Il conviendrait à ce propos de rappeler que la société sécularisée dans laquelle le religieux et le profane sont séparés est très récente (depuis la Renaissance) et très localisée (en Occident) : dans le reste du monde (en Orient notamment) et en Occident, jusqu’à la Renaissance, le monde, la nature et l’homme sont habités par le sacré.
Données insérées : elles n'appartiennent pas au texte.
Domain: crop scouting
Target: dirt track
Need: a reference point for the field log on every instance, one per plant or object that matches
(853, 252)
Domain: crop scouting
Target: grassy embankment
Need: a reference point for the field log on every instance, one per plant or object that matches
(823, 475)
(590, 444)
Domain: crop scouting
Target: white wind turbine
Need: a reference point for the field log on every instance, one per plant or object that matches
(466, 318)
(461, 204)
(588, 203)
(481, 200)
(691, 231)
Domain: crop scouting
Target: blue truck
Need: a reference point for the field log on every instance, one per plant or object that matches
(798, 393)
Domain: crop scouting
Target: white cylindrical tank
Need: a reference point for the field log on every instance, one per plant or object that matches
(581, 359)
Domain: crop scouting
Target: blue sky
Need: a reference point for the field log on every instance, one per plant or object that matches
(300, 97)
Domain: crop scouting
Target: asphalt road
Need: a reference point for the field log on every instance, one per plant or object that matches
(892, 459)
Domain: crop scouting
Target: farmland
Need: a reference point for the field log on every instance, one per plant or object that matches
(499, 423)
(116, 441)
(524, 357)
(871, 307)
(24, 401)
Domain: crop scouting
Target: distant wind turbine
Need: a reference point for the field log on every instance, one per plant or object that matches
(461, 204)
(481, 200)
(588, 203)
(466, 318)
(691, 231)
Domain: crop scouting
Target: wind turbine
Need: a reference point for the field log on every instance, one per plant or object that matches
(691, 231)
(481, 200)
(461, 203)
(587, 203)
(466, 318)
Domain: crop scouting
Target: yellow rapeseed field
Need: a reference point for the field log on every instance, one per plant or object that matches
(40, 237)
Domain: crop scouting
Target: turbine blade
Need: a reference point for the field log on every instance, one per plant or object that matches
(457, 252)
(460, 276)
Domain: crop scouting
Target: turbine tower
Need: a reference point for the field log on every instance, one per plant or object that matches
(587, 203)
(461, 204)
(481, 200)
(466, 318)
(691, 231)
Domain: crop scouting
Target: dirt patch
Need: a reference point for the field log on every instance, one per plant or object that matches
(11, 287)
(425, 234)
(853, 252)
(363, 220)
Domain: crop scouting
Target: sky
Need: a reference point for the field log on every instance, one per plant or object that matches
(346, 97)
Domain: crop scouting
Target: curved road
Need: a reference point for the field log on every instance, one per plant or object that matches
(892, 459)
Au-delà des sites encore en activité (spirituelle) et de ceux dont l’Histoire nous confirme qu’ils ont été actifs, nous avons essayé, conscient des risques que cela comporte, d’étendre notre inventaire à tous les lieux dont on peut penser qu’ils ont accueilli de telles pratiques.

 

Notre but n’est par ailleurs pas de qualifier ces sites d’un point de vue spirituel, en regard des pratiques qu’ils ont accueilli : même si les sites mayas ou incas accueillant des sacrifices humains entrent difficilement dans notre vision du religieux ou du spirituel, le simple fait qu’ils aient accueilli un culte aux divinités sud-américaines de l’époque justifie qu’ils soient pris en considération.

 

Un autre écueil serait d’adopter un point de vue quantitatif en comparant le nombre de lieux de cultes entre les pays ou les continents : ce serait une erreur pour plusieurs raisons. D’une part, certaines civilisations ont eu plus que d’autres le souci de construire et matérialiser durablement ces lieux (civilisations indo-européennes), et elles ont laissé de nombreuses traces. D’autres sacralisaient la nature ou utilisaient des sites naturels exceptionnels : il existe beaucoup de moins de vestiges de leurs sites sacrés, qui ne sont parfois évoqués que dans la mythologie. Certaines ont construit en pierre, matériau durable, mais d’autres ont construit avec des matériaux plus fragiles (boue, bois) et il reste peu ou pas de vestiges de leurs lieux de culte. Enfin, les aléas climatiques (inondations, tempêtes, cyclones) ou sismiques (tremblements de terre, activité volcanique) ne facilitent pas la conservation des sites dans certaines régions du monde.